Ich war neunzehn, als ich begann, also kein Kind mehr, aber ich hatte die Büffelbänke und Bücher satt und auch das Drängen, daß ich studieren sollte, darunter den, an den mich, Herr Oberstleutnant, Ihr Name erinnern mußte, den gewaltigen Griechen und Meister der Ideenwelt, Platon. Was bei mir lockende Idee gewesen, hatte sich nun in krasse Wirklichkeit verwandelt. Ich hatte die See kennengelernt oder glaubte es wenigstens.

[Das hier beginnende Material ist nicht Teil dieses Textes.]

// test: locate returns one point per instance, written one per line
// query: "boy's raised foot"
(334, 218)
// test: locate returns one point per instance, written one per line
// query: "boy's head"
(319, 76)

Aber selbst, als die See mich in ihrer nackten Unbarmherzigkeit fast zur Strecke gebracht hatte, blieb doch etwas Unerlebbares, etwas, das kein Genügen und keine irdische Erfüllung zu kennen scheint und trotz aller Schrecken als ein verhexter Schimmer über den Wassern schwebt, gleichsam als die Idee der See; je länger ich jeweils an Land zu sein verurteilt war, desto strahlender und aller Erfahrung und vernünftigen Abschätzung entgegen ging mir das auf.«
Mackay schwieg plötzlich. Er war benommen, daß er so viel auf einmal geredet hatte. Aber er empfand zugleich, wie es ihm wohltat, manches zu sagen, was verborgen und verklemmt in ihm gewurmt und gewühlt hatte. Und zudem hatte er gemerkt, wie seine Tischgenossen zuhörten. Herr Parish selbst, der verwöhnte Handelsmogul. Der hob nun das Glas, trank ihm zu, er solle doch fortfahren. Von Platow murrte sinnend: »Mein Gott, die See! Mein Vater konnte es auch nicht abwarten, das tolle Blut. Er kam um an der Küste von Arrakan.«
»An der Küste von Arrakan?« brach es Mackay angefeuert von den Lippen. »Ich kam da nicht um, aber ich weiß, was es heißt, dort umzukommen.« Seine seegrauen Augen blitzten, er schlug mit der Faust auf den Tisch, daß David Parish nach der Hand seines Vaters griff.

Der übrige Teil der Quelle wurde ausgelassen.